La non-observance de la posologie a des effets négatifs sur la santé. En 2014, la Financière Sun Life avait établi qu’elle contribuait à une progression plus rapide des maladies, de l’invalidité temporaire et de l’absentéisme. Concrètement, un patient dépressif qui ne prend pas adéquatement sa médication risque de tomber en dépression et éventuellement de se retrouver en invalidité. Un travailleur qui oublie trop souvent de prendre ses statines ou ses antihypertenseurs pourra en payer le prix au niveau de sa santé, ce qui risque de pénaliser tout autant son employeur.

La mauvaise adhésion aux traitements représente un enjeu majeur pour les médecins, les organismes payeurs publics comme la Régie de l’assurance maladie du Québec (RAMQ) et les promoteurs de régimes d’assurance médicaments privés.
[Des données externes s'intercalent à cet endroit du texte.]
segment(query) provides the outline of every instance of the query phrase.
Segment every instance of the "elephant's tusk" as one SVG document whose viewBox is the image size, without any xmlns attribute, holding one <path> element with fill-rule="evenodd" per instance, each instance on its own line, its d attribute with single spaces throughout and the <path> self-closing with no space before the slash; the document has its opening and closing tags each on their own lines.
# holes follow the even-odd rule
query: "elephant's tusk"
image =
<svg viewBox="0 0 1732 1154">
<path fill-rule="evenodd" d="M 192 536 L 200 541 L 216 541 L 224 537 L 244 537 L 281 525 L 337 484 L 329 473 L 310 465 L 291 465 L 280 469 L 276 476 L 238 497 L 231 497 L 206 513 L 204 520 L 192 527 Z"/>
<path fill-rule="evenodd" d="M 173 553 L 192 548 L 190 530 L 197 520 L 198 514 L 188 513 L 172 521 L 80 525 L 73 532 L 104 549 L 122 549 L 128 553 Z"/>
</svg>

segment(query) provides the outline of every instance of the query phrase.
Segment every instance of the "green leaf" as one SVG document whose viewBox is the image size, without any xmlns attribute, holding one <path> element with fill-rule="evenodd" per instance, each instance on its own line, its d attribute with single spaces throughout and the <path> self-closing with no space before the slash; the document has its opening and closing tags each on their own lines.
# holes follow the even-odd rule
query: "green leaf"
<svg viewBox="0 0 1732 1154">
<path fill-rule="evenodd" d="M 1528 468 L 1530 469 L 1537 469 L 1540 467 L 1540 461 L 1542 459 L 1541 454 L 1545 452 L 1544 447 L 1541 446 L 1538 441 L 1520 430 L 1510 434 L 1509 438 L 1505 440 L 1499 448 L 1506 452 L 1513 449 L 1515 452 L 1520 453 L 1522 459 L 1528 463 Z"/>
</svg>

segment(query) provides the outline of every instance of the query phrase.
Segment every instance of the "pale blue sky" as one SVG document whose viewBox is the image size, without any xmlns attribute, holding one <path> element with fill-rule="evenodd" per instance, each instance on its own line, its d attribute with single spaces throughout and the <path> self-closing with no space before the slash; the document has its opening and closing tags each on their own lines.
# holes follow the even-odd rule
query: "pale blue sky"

Près de 50 % d’entredeux se disent préoccupés par ses répercussions négatives sur le cout de leur régime, a démontré le sondage Sanofi Canada sur les soins de santé en juin 2019. Cette proportion passe à 65 % chez les employeurs comptant 250 employés ou plus. Qu’ils soient publics ou privés, tous les gestionnaires de régimes d’assurance médicaments rêvent de trouver la formule qui permettra d’augmenter l’adhérence aux traitements.